I also haven’t told them that in spite of their own Godly actions, the old religion feels like a heavy, drowning dust storm.

On a less kindly day, they might tell me this is what happens to women with muscles and fever dreams and lust, but I would rather not hear such things. So when my parents call, there is not much we can talk about.

"My biceps are bigger," I tell them, touching the scar on my stomach. Muscles seem to be the safest topic of conversation. "I win things by flexing in public. I'll send you a picture."

"I hope you still have all that beautiful hair of yours," my mother says. "Working out is one thing, but what's the point if it changes your natural beauty?"

“I think she has the free agency to do what she wants,” my father says from another line. He hasn't spoken English with an accent since he was 7 years old and living in the 40’s. Money and religion have turned him white, like me.

"Free agency doesn’t keep me from worrying. At least I hope you keep your banking job,” my mother says. Her Mormon ancestors taught her the basics of wise financial planning. "Just remember, honey, you’ll never have to sell tortillas or anything else on the streets. Why else have we worked for all these years?"
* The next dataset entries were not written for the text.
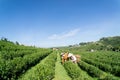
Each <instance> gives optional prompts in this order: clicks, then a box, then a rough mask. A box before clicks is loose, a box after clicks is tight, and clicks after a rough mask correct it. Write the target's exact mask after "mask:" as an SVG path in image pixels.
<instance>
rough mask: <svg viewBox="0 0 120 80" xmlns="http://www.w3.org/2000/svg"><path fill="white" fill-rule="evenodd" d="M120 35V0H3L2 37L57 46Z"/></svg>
mask: <svg viewBox="0 0 120 80" xmlns="http://www.w3.org/2000/svg"><path fill="white" fill-rule="evenodd" d="M108 36H120V0H0V37H6V38H8V40H10V41H13V42H15V41H18V42H19V43H21V44H25V45H35V46H38V47H54V46H66V45H72V44H78V43H80V42H88V41H97V40H99V39H100V38H102V37H108Z"/></svg>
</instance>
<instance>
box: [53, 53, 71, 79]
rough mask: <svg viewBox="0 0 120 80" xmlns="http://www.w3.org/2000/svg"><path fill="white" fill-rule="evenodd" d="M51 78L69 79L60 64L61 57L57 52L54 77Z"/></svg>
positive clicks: (61, 66) (66, 73)
mask: <svg viewBox="0 0 120 80" xmlns="http://www.w3.org/2000/svg"><path fill="white" fill-rule="evenodd" d="M53 80H71V78H70V77H69V76H68V74H67V72H66V70H65V68H64V67H63V65H62V64H61V58H60V55H59V53H57V62H56V66H55V78H54V79H53Z"/></svg>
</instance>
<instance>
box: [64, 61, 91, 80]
mask: <svg viewBox="0 0 120 80" xmlns="http://www.w3.org/2000/svg"><path fill="white" fill-rule="evenodd" d="M64 67H65V69H66V71H67V72H68V75H69V76H70V77H71V78H72V79H73V80H91V79H92V78H91V77H90V76H89V75H87V74H86V73H85V72H84V71H82V70H81V69H80V68H79V67H78V66H77V64H74V63H72V62H65V64H64Z"/></svg>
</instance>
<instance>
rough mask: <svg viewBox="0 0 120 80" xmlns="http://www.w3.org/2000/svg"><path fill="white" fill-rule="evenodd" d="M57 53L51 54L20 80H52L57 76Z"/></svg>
mask: <svg viewBox="0 0 120 80" xmlns="http://www.w3.org/2000/svg"><path fill="white" fill-rule="evenodd" d="M56 59H57V55H56V53H51V54H50V55H48V56H47V57H46V58H45V59H44V60H42V61H41V62H40V63H39V64H37V65H36V66H35V67H33V68H32V69H30V70H29V71H28V72H27V73H25V74H24V75H22V76H21V78H19V80H31V79H32V80H52V79H53V78H54V75H55V62H56Z"/></svg>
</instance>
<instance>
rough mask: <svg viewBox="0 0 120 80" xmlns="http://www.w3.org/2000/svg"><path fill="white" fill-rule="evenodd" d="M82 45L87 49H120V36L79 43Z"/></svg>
mask: <svg viewBox="0 0 120 80" xmlns="http://www.w3.org/2000/svg"><path fill="white" fill-rule="evenodd" d="M79 45H80V46H81V47H84V48H85V49H86V50H91V49H95V50H111V51H120V36H114V37H103V38H101V39H100V40H99V41H96V42H86V43H84V42H82V43H79Z"/></svg>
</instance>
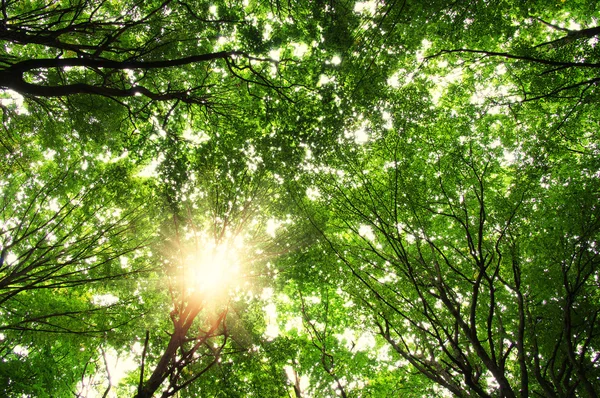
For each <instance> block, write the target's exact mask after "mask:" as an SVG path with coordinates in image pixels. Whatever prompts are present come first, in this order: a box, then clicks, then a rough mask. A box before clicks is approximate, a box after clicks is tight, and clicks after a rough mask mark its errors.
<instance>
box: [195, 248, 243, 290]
mask: <svg viewBox="0 0 600 398" xmlns="http://www.w3.org/2000/svg"><path fill="white" fill-rule="evenodd" d="M185 270H186V272H185V281H184V282H185V284H186V286H187V288H188V290H189V291H190V292H194V293H200V294H202V295H207V296H209V297H217V296H223V295H226V294H227V293H229V291H230V290H231V289H232V288H234V287H235V286H236V285H237V284H238V282H239V281H240V280H241V272H242V269H241V261H240V247H239V245H236V244H235V243H234V242H230V241H227V242H223V243H219V244H217V243H214V242H207V241H204V242H202V243H201V244H199V245H198V247H197V248H196V250H194V251H193V252H192V253H190V254H189V255H188V256H187V258H186V264H185Z"/></svg>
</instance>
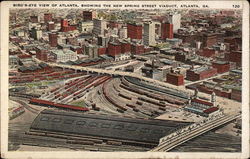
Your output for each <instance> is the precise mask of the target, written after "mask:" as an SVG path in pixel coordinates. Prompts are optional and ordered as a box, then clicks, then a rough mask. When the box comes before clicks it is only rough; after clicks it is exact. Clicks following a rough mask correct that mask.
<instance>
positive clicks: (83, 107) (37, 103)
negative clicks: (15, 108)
mask: <svg viewBox="0 0 250 159" xmlns="http://www.w3.org/2000/svg"><path fill="white" fill-rule="evenodd" d="M30 104H34V105H40V106H47V107H55V108H62V109H69V110H75V111H89V109H88V108H85V107H78V106H74V105H67V104H61V103H55V102H51V101H46V100H42V99H37V98H32V99H31V100H30Z"/></svg>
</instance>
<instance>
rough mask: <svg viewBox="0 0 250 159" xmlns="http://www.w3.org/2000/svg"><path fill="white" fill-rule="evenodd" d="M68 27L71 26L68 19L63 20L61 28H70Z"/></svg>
mask: <svg viewBox="0 0 250 159" xmlns="http://www.w3.org/2000/svg"><path fill="white" fill-rule="evenodd" d="M68 26H69V23H68V20H67V19H62V20H61V28H63V27H68Z"/></svg>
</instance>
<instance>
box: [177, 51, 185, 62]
mask: <svg viewBox="0 0 250 159" xmlns="http://www.w3.org/2000/svg"><path fill="white" fill-rule="evenodd" d="M175 60H176V61H180V62H185V61H186V60H187V55H185V54H183V53H177V54H175Z"/></svg>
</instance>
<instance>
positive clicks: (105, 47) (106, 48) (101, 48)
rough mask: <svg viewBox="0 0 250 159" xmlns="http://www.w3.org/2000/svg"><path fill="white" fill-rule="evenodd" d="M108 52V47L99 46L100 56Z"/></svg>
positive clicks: (104, 54)
mask: <svg viewBox="0 0 250 159" xmlns="http://www.w3.org/2000/svg"><path fill="white" fill-rule="evenodd" d="M106 52H107V48H106V47H100V48H98V56H100V55H105V54H106Z"/></svg>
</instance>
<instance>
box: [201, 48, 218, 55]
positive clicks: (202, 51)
mask: <svg viewBox="0 0 250 159" xmlns="http://www.w3.org/2000/svg"><path fill="white" fill-rule="evenodd" d="M199 55H201V56H205V57H212V56H214V55H215V49H213V48H204V49H203V50H201V51H200V52H199Z"/></svg>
They have never wanted to see their little girl change, but each day I do change. I lay outside in the sun and inside on tanning beds until my white skin doesn't look white. I eat tortillas before and after my heavier workouts, sitting in the sauna with a rag full of corn ones, chewing their dry, yellow textures. I say tough words in Spanish like pendejo and cabron, hoping for a transformation, hoping I can change from a white, middle-class, frightened nothing into something tan and impregnable, something I have never been.

"If you eat too many tortillas you'll soon be speaking nothing but Spanish," my mother says laughing during another long-distance conversation. Bad connections often require us to repeat much of what we say.

"Spanish is good," my father says. "It’s good. I speak it. I eat tortillas and so does your mother. I was born in Juarez you know." Almost every time I call, my father tells the story of his father's goats being buried by sand in the Sonoran desert, and I always laugh, long distance.

"Oh, James, goats move too much to be buried. The stories you make up," my mother says. "Anyway, if your daughter came down here, I bet she'd be shooting guns with the rest of them, she’s becoming such a radical. I bet she'd be one of those communists.”

"They're Maoists, not communists," I say. I try to think of the word for bourgeois in Spanish, but nothing comes. My Spanish book doesn't list it, and only has words like "dog," "rain," "apartment," "rent." Because I don't think the Maoists would care much for my textbook Spanish, and because the church does not appeal, I tell my mother I could never visit them there in that place where people shoot and touch you too much, where people get too close to you with guns.

"People are the same everywhere," my mother says. My father hums a little on the other line, reading probably. He is a self-educated man. Every so often when there is phone silence he says "Yes," and "Oh."

I, too, am a self-made woman, or so I like to think. Each day I squeeze my fist, watching the power of my veins. But as I begin to sweat in saunas and think I feel pure, I remember yellow, the color of the sun, the color of the barrio boy's shirt. I remember how the yellow reflected off his gun, and the way his teeth reflected everything. Every time I feel some strength, I also remember my inability to move.

And so, I have made my body magnificent.